Rendering Suet aka Makin’ Lard
Suffice to say that I have a greater understanding of the scent of a medieval household after my first experience rendering suet.
I’ve been reading The Great Mortality by John Kelly, a riveting account of the black plague and how it wound its way through Europe in the 14th century. Needless to say a key ingredient in its spread was the incredible filth of households in this period. People bathed rarely and garbage (think dead animals, toilet offerings, rotten food) was strewn about the streets. They also used lard or tallow in making candles. According to Kelly, lard wasn’t a preferred source of fuel because of the smell.
So let me get this straight. People who were surrounded by rotting flesh and human excrement complained about the smell of burning lard. How could this be?
Let me tell you. It is a penetrating and murky smell. Those familiar with the smell of their house after a deep fry session will have some idea, but rendering lard is worse. It lacks the richness of cooking meat and the purity of cooking with vegetable oil. It just smells heavy, and not in a good way.
I would like to think that I have a fairly strong stomach. I mean I did saw open a sheep’s head after all. Despite the strength of my stomach, I will probably never render suet again. But what inspired me to bother in the first place? It was the pie competition.
According to the Joy of Cooking lard makes a “very tender crust (that) is best reserved for covered fruit pies” (p. 862). Did I want a “very tender crust” and was I making a fruit pie? Yes on both accounts. I was sure that using lard would give me an upper hand on my competition. With this in mind, I trotted to my butchers.
Lo and behold they had bags of frozen suet, ground up and ready to go. Luckily one of the butchers told me that I would need to render it before I used it for my pie. Armed with this information and clutching my little bag of ground fat, I trot home, sure that I was about to have a pastry breakthrough.
Before getting started I decide to do a little research and I find out that there is a wet method and a dry method of rendering fat. The dry method is used during normal cooking – think of frying bacon and then using the wonderful extra fat to fry your eggs. The wet method involves throwing, in my case, a big chunk of suet into a pot with water and letting it cook on low for hours. As it cooks the fat melts out and can be poured off through a strainer.
I didn’t use a lot of water so the water had evaporated before I poured the fat off. If you are using a lot of water then the fat can be skimmed off the top. As this fat and water-filled mixture steams and bubbles away for hours your house will be filled with its distinctive odour. I highly recommend closing all doors to bedrooms to prevent the smell from making friends with your clothing.
The rendered lard is quite beautiful, lily white and pure. Its hard to believe that it came from a murky, flesh-colored pot of melting suet. Once the process was complete (well to be honest, once I had rendered enough lard) I took my hot pot of suet off the stovetop and thanked the spirits that the process was over.
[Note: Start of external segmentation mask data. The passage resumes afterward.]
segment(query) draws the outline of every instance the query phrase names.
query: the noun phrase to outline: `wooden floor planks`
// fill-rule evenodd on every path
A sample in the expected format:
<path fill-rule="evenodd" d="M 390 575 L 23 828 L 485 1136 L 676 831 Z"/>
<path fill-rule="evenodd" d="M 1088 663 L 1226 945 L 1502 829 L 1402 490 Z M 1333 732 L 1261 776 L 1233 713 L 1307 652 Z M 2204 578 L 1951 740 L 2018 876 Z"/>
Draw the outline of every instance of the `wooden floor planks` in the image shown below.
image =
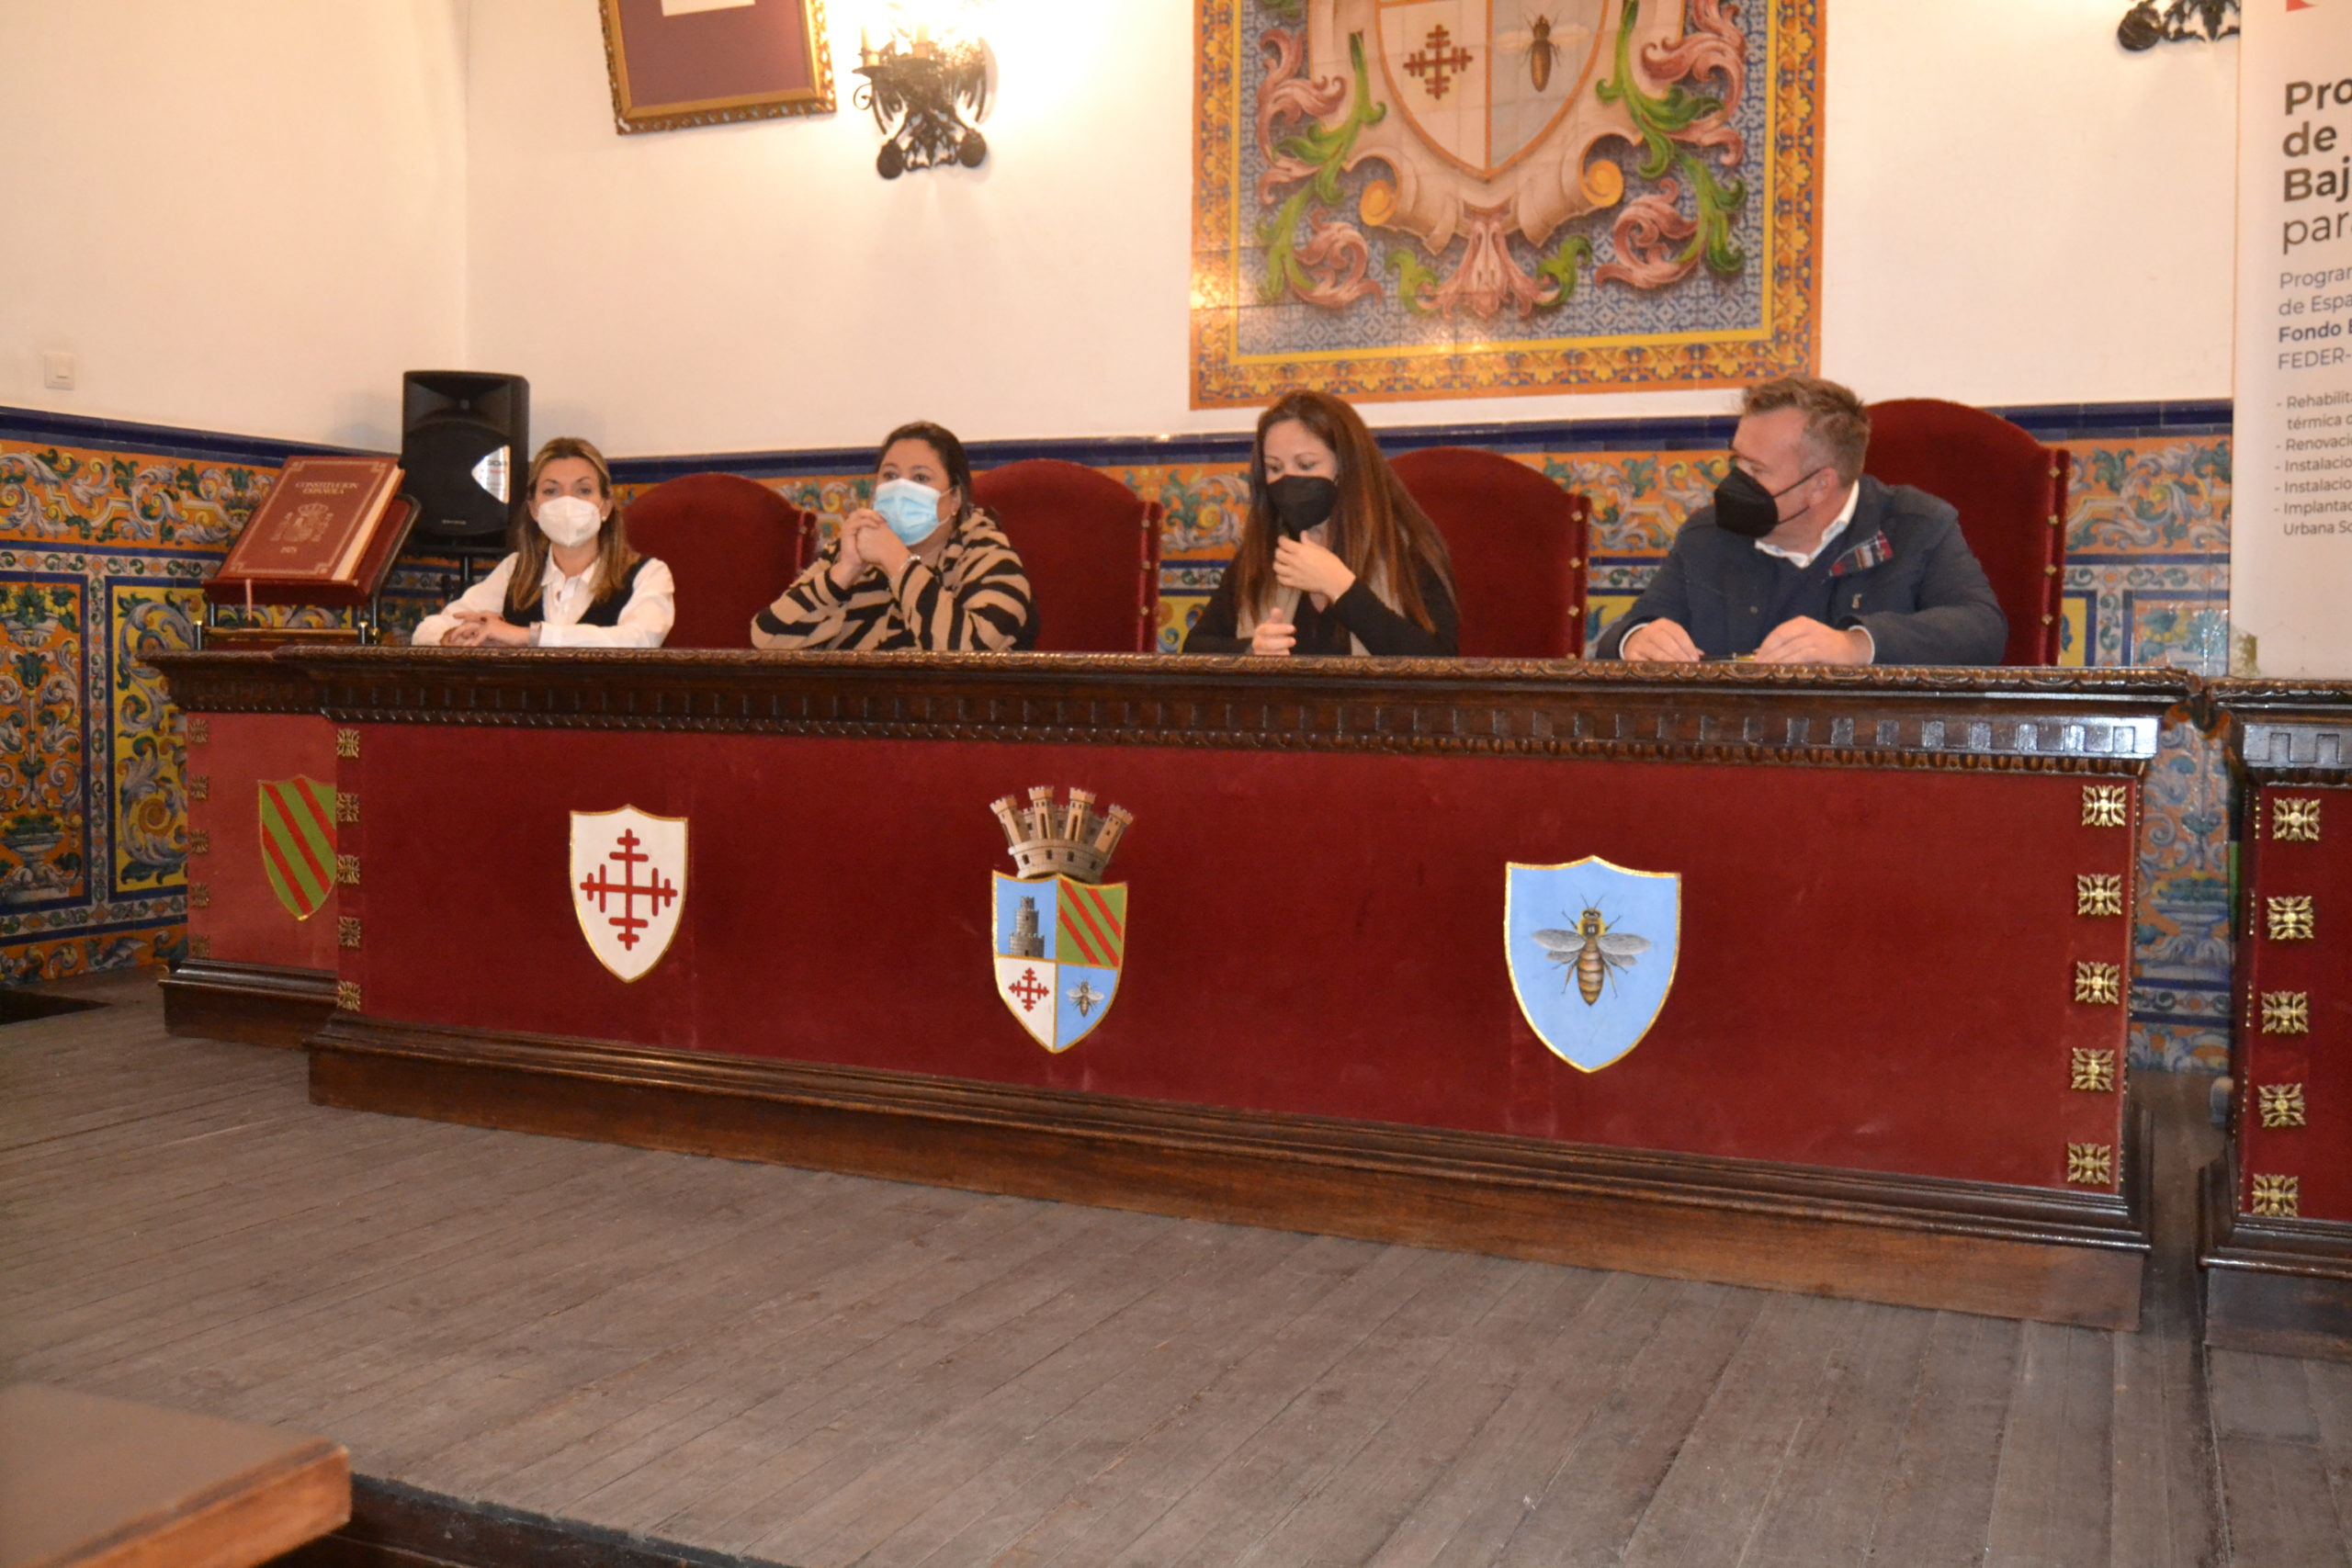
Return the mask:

To ready myself for the pastry-making process (this was for my second test pie – the disastrous one) I froze the lard. I grated the frozen lard into my flour, using butter for half the fat, finished my pastry, filled the pie and waited for ecstasy. The pie was a disaster because I was experimenting (a combination of different recipes and my imagination) and miscalculated the cooking time. Once my pie had “cooled” I realized that it wasn’t hardening and in fact I had made strawberry soup pie. Luckily I was still able to taste the lard-filled pastry on top.
It tastes like beef. The texture was nice but the beefiness came through so strongly that it overpowered the delicate fruitiness of the filling. Mmm strawberry-beef fat pie… No, not so tasty. It might work for a beef pie but even then I question the flavour the lard gave the pastry. Some would call it the essence of being not tasty. I have since read up more on lard and possibly, possibly will try pork fat in the future. Emphasis on the possibly because I don’t really want pork fat perfume wafting its way through my house.
Back to pure butter pastry for me! I would love to hear if others use lard in their pastry? Do you render it yourself or do you buy it from the butcher? Do you use pork or beef? Share your pastry and lard experiences.